Die Antwort verrät viel über die geheimen Gedanken des Daimler-Chefs. Daß Chrysler-Primus Eaton das Siebenfache kassiert, wurmt Schrempp gewaltig.

Dabei zählt der Daimler-Lenker mit einem Jahresgehalt von rund drei Millionen Mark bereits zu den besserverdienenden Topmanagern in Deutschland. Für diesen Betrag muß sein neuer Kollege Eaton nicht mal zwei Monate arbeiten.
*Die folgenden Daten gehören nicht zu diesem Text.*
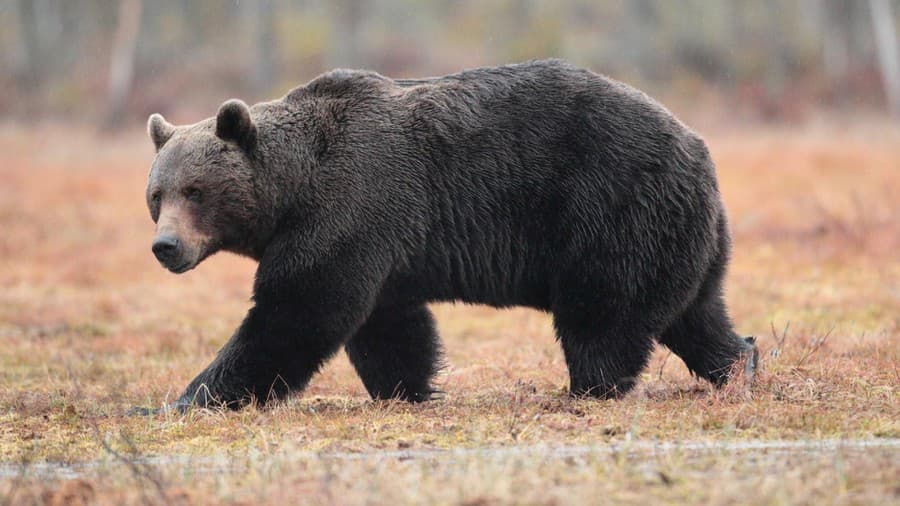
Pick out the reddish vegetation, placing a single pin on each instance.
(92, 325)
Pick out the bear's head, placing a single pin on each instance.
(201, 187)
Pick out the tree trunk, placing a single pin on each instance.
(888, 59)
(121, 66)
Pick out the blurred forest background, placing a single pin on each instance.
(111, 61)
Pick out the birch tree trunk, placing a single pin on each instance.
(888, 58)
(121, 66)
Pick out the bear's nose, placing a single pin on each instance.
(165, 247)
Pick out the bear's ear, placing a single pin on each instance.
(233, 123)
(159, 129)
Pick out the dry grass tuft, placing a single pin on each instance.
(91, 326)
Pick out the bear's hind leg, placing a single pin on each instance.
(397, 353)
(704, 338)
(604, 358)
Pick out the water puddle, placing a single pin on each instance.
(224, 464)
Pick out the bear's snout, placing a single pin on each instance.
(167, 249)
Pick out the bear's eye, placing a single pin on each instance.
(192, 194)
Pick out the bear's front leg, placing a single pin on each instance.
(300, 319)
Seit beide Autokonzerne im Mai ihre Verschmelzung verkündet haben, beschäftigt keine Frage die Gemüter so sehr wie die künftige Gehaltsformel für das deutsch-amerikanische Management.

Nach außen hält sich Schrempp mit Prognosen zurück. Im neuen Konzern solle es zwar ein einheitliches Gehaltsgefüge geben, aber keine Amerikanisierung. Vor Führungskräften wurde der Chef deutlicher: Ein Weltkonzern müsse "international wettbewerbsfähig" bezahlen, die deutschen Gehälter müßten angepaßt werden. Wie, das soll eine Task-force herausfinden. Eine von Schrempp handverlesene Konzerntruppe und Ver-gütungsexperten von Towers Perrin sollen bis zur außerordentlichen Hauptversammlung im September Vorschläge unterbreiten.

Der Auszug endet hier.